The Prime Minister said, as part of his announcement, that “Australia provides some of the best care in the world. And we are looked to as a leader in the field. Aged care services and training has become an important service export industry for Australia”.
Then why have a Royal Commission into aged care? If aged care is top-notch, why bother?
It is, says the Prime Minister invoking the old one-rotten-apple analogy, because “the best teams will always want to do better, and will always want to be honest about the performance of the sector as a whole”.
It seems we are having a Royal Commission into aged care purely as a business improvement initiative, not because aged care is a mess and needs to go to rehab. No, no, no.
The mixed messages from the Prime Minister were parroted by aged care provider representatives who want you to think they actually welcome a Royal Commission into their industry. This defies belief. This is an industry so secretive about its operations that it has succeeded in being made, to all intents and purposes, exempt from Freedom of Information legislation. This industry now makes out that the supreme mechanism for bringing to light information, a Royal Commission, is just what this industry needs and has always wanted.

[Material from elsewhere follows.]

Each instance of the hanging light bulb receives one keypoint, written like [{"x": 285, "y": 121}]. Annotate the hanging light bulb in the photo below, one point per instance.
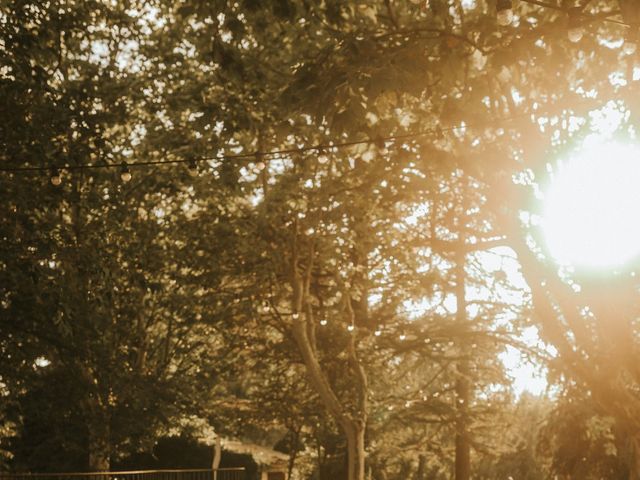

At least, advocates and industry agree, albeit for different reasons: a Royal Commission into aged care will be a good thing.
Now it’s game on for writing the terms of reference to be included into the Letters Patent for this Royal Commission.
The Prime Minister said that the terms of reference “will be determined in consultation with the community including residents and their families and aged care providers”.
Note the absence of advocacy organisations who have been calling for a Royal Commission in this list of prospective consultees.
Inadvertent omission?
No.
The membership of the Government’s Aged Care Workforce Strategy Taskforce did not have a single union representative on it, so it’s very likely that the community input into the Terms of Reference for the Royal Commission into Aged Care will be limited to community organisations who never saw fit to call for a Royal Commission and also some private individuals with no experience in drafting terms of reference.
Does this matter?
It needn’t. Just look at the Banking Royal Commission, whose terms of reference were written by the banks.
Royal Commissions are like that. They are truth-finding machines unleashing unwanted facts with abandon and often forcing Governments into actions that they had rather avoided taking.